En un país como el nuestro en el que unos cuantos leen y unos pocos escriben podría llegarse a la conclusión de que resulta irrelevante el derecho que me asiste a pensar y expresar mis opiniones. Tan irrelevante como que mis puntos de vista no podrían compadecerse con aquellas que produjeron la movilización de las mayorías o ser tan descabellados como para enfrentarse a quienes se consideran los dueños del país. Ello no obstante nada será más importante e imprescindible para mí que la conciencia tranquila cuando he tenido los arrestos para escribir mis artículos de opinión con la parte de la verdad que me asigno, y pese a quien pese. Durante los 30 años que escribo en EL COMERCIO a nadie se le ocurrió imponerme líneas editoriales o juzgar los contenidos de mis artículos antes de su publicación.
Que la libertad de expresión responde a la naturaleza humana es incuestionable. Cuando la corteza cerebral del hombre llegó a un extraordinario grado de desarrollo fue capaz de pensar y decidirse. Fue cuando comió el fruto del árbol del bien y del mal a tiempo que sus lóbulos frontales también se habían desarrollado y fue capaz de utilizar el lenguaje hablado para comunicarse con sus semejantes y expresarles sus sentimientos, pensamientos y decisiones. Se requirieron millones de años para que el hombre descubriera la escritura alfabética y tal conquista le significara la posibilidad real de transmitir sus ideas con fidelidad, en el presente y en el transcurso del tiempo. Es así como este decurso portentoso les llevó a los que escriben a neutralizar la finitud de la vida. Bibliotecas de los países cultos, en las que no se escatimaron tiempo, talento y recursos dan fe de ello.
Que unos hombres han tratado de imponerse a otros responde a la condición humana. Ha sido tal su ambición de poder y tal su deslumbramiento ante las utopías que no han dudado asignarse el papel de portaestandartes de verdades no discutibles, o algo parecido como la voluntad omnímoda de los déspotas. Disentir, una locura. Las víctimas de las retaliaciones los que expresaban su oposición y con su palabra o con sus escritos llegaban al prójimo, ya sea porque amaban la libertad como un bien supremo o simple y cínicamente porque defendían intereses que no se compadecían con el bien común.

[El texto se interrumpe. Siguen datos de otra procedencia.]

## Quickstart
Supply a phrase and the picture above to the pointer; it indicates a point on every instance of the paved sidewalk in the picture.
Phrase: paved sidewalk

De ahí que en los actuales momentos mi libertad de expresión la sienta amenazada. En la penalización de los delitos de opinión en la que se halla empeñado el presidente Correa veo un sesgo opuesto a la rectificación de las arbitrariedades históricas que suponía la revolución ciudadana. ¡Volver a lo mismo de siempre con actores de signo contrario! En la Cuba de Castro me hubieran enviado al paredón por librepensador. Verle al Presidente de mi país de discípulo de Castro y de Chávez sería para mí inaguantable.